Monday, 28 November 2016

A taste-maker for Xmas

People watching: 
Kate Williams, founder of Handpicked by Kate

Some years ago, I was introduced to a young woman at a party. Around her neck, she wore a golden bumblebee, which instantly caught my eye. The necklace I coveted was by Alex Monroe, a brand I hadn't heard of at the time. It was my first (but not last) encounter with this quirky, British jewellery-designer and also with Kate Williams, one of those effortlessly stylish women who was clearly a taste-maker. 

Kate Williams, founder for Handpicked by Kate
Kate Williams: 'I really love design'
When I discovered that Kate recently set up her own website, Handpicked by Kate, selling a range of brands that she has selected herself, it didn't come as a surprise. "I really love design," she tells me. "Friends used to come to me and say, 'Where can I get a good throw?'" The 28-year old had always wanted to set up something on her own and decided to realise her dream by creating an online boutique.

"From social media to blogs, people are interested in other people's lifestyles so I wanted to portray a lifestyle that people could buy into," says Kate. Her own Pinterest board feeds into the website to provide added inspiration for her customers.

The new site, which launched in September, is effectively a shop window for a number of distinctive brands which are still trying to establish themselves. With an eye for picking a unique product, Kate has arranged many of the items into gift lists for Her, Him and the Kids. "I've tried to cover beautiful things for everyone with a balance for different budgets," she says, aware that many of us are too time-poor to shop around.

Jumbo the Elephant Wall Head
Top pick for kids: Jumbo the elephant
This 'shop window' formula is not new - Not On The High Street has been doing it for years - but Kate's site has the advantage of being more nimble. In some senses, Not On The High Street has become too unwieldy - search for a particular product and you end up with pages of results.  Smaller sites, like Kate's, promise the customer an original buy and provide more visibility for the brands they carry. 

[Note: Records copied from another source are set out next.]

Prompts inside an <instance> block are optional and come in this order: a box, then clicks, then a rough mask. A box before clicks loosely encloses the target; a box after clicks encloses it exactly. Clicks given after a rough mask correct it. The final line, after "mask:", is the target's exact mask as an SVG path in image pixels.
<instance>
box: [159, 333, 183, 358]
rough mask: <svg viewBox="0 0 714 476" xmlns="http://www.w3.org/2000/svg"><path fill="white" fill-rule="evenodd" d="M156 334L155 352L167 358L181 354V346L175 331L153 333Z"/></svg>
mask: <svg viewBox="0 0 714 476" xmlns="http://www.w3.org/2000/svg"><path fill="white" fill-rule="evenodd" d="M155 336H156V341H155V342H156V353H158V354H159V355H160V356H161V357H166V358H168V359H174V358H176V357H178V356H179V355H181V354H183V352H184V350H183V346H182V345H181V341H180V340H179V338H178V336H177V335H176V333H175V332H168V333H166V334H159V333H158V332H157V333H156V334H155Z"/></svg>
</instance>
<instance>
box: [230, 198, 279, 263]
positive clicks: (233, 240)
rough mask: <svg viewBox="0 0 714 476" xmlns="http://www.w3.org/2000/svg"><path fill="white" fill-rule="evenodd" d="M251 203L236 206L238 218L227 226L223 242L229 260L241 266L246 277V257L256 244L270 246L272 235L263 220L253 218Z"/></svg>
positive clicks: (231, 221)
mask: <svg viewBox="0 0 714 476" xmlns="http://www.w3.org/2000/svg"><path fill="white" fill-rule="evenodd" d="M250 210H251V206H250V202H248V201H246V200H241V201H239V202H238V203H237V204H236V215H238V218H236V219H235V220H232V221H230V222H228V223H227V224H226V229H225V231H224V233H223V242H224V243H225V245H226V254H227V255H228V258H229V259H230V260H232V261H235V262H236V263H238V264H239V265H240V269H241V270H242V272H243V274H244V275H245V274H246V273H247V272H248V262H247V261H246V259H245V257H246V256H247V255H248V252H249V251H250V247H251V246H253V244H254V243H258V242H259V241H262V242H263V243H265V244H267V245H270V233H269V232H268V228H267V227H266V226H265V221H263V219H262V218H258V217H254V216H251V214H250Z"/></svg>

Kate is also a product of her generation, millennials who have grown up in a connected world. Many people her age are harnessing the internet to set up their own ventures. Not so long ago, I interviewed Lizzie Heeley, who founded an online company called urbanTurban, making branded hair towels (see Country Wives online magazine). "We are a much more entrepreneurial generation and the internet makes that much easier," says Kate. 

I now own my own piece of Alex Monroe jewellery, thanks to Kate's good taste, and no doubt she will continue to be my conduit to other brands. Certainly, I have added a few of her handpicked treasures to my own Christmas wishlist this year! 


Top Xmas picks from Kate


Kate expects her bestseller this Christmas to be the House of Violet Coconut Sweater (£45). "Everyone loves it, the world is going crazy for superfoods," she says of the eponymous slogan on this organic cotton sweatshirt. 


White Flamingo Clutch

For Him:
Percy Pen Pot (£24 sale)

For Her:
White Flamingo Clutch (£85)

For the Kids:
Jumbo the Elephant Wall Head (£52 sale)


As a favour to readers of An Author's Notebook, Kate is also extending the deadline for her competition to win the Coconut Sweater, an Emily Bond Washbag and Eight Hour Studio Shorts. All you have to do is enter your contact details for her mailing list. Competition closes on Friday, 2 December.


Competition goodies on Handpicked by Kate



An online Christmas


Black Friday caused a frenzy of buying as the British consumer took to the internet last week for a mass Christmas shop. UK consumers do more shopping online than almost any other country, mainly because we were early adopters of internet shopping, according to Radio 4's Today programme
Last year, we spent £1.9 billion on Black Friday and most of those shoppers were women.



The new Marks & Spencer Christmas video starring sassy Mrs Claus (#LoveMrsClaus) has tacitly acknowledged that it is women who shoulder the burden of granting Christmas wishes, whatever the cultural myths might lead us to believe. Put more prosaically, by Fiona Davis of the Women in Retail group, between 85 - 90% of all consumer purchase decisions are made or influenced by women. It is not an understatement to say that we ladies own this sector!